Binnen veertig, vijftig jaar (1870-1910) van de Middeleeuwen naar de moderne tijd. Hoe dat eruitzag zie je aan de houtsneden op Japan Modern in het Rijkmuseum. Heel lang, tot rond 1900, was de houtgesneden prent geen erkende kunstvorm in Japan. Ze waren reclames voor de sterren van theater, voor courtisanes, souvenirs. Een industrie. De ontwerpers en drukkers waren eeuwenlang weer anderen dan de houtsnijders. Tot in 1904 Yamamoto Kanae het allemaal zelf ging doen en als zelfstandig kunstenaar werd erkend.
Wat in het Rijks, bij Japan Modern boeit zijn de mengvormen van traditie en Westerse invloed.

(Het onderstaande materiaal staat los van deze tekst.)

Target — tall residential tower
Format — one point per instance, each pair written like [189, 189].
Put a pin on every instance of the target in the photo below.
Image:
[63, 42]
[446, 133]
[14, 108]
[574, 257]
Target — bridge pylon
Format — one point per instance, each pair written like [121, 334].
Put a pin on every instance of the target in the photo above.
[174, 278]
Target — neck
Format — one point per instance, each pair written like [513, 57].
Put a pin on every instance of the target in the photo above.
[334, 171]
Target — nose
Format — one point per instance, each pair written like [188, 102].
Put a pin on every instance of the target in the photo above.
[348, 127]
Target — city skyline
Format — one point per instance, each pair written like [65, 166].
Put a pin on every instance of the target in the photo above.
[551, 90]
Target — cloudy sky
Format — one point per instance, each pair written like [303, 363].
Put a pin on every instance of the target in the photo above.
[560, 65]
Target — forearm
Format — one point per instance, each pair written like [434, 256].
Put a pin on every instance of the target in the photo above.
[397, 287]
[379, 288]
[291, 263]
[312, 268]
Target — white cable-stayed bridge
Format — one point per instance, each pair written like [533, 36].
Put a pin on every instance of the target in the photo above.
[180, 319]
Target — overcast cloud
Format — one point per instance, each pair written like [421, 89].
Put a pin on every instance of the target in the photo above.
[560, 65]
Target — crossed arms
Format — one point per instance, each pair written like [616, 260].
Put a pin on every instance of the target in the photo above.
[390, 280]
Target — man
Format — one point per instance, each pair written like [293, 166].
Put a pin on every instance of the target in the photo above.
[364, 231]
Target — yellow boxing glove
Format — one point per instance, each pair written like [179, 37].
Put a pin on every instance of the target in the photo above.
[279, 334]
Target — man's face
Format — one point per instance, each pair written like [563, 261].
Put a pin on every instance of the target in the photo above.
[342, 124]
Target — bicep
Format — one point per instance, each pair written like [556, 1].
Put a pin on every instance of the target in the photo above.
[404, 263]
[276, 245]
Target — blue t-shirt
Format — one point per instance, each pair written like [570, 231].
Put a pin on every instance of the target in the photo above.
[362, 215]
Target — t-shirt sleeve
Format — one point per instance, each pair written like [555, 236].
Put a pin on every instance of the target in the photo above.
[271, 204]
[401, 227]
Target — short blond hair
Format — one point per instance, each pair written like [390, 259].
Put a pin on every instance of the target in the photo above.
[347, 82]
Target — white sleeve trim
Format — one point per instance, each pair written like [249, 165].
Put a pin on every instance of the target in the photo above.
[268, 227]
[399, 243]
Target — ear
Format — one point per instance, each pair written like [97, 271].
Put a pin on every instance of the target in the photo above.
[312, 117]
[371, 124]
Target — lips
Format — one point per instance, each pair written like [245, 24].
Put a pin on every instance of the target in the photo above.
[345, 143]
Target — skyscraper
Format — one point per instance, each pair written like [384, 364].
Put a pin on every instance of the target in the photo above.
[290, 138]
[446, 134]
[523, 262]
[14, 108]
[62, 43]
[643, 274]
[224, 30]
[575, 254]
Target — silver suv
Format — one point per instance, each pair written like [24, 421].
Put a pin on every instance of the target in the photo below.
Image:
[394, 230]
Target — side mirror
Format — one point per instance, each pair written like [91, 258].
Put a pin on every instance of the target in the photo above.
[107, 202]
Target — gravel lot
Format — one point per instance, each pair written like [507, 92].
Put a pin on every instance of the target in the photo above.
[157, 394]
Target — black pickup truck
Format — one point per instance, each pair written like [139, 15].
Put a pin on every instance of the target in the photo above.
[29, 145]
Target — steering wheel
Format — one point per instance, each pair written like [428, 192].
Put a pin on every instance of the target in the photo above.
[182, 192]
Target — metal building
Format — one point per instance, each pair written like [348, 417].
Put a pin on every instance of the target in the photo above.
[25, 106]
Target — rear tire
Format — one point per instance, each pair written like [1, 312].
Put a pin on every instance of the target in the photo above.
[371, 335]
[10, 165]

Japan stond sinds 1870 open voor buitenlanders, en het Japonisme was omgekeerd een grote mode in het Westen. Ik dacht aan de affichekunst zoals die in Parijs bloeide. Oorspronkelijke blikpunten als vogelperspectief, mensen gezien in zijaanzicht of driekwart. Filmisch. Daarbij blijf je de houtsneden - opeens de steden van Frans Masereel - er doorheen zien.
In de architectuur zijn de ramen vaak zeer horizontaal of zeer verticaal. Er bestaat zoiets als 'Japanse ramen' in vroege betonbouw.
Vaak kijk je in vogelvlucht. Meesterlijk blijft de meeuw van Kawabata Ryusi (1916) als repoussoir.
Veel 'moderne' vrouwen in het Rijks. Een rug kan opeens niet meer geblanket zijn maar blozend en aanraakbaar.
En dan de interieurs! Hout en papier, de kunst van het wonen. Met tot vandaag schoenen uit.
Hoe het verder ging zie je hier niet. Er bestaan prachtige nieuwsprenten van de zeeslagen in Russisch-Japanse oorlog. De eerste keer dat een niet-Westers land een Westerse natie versloeg.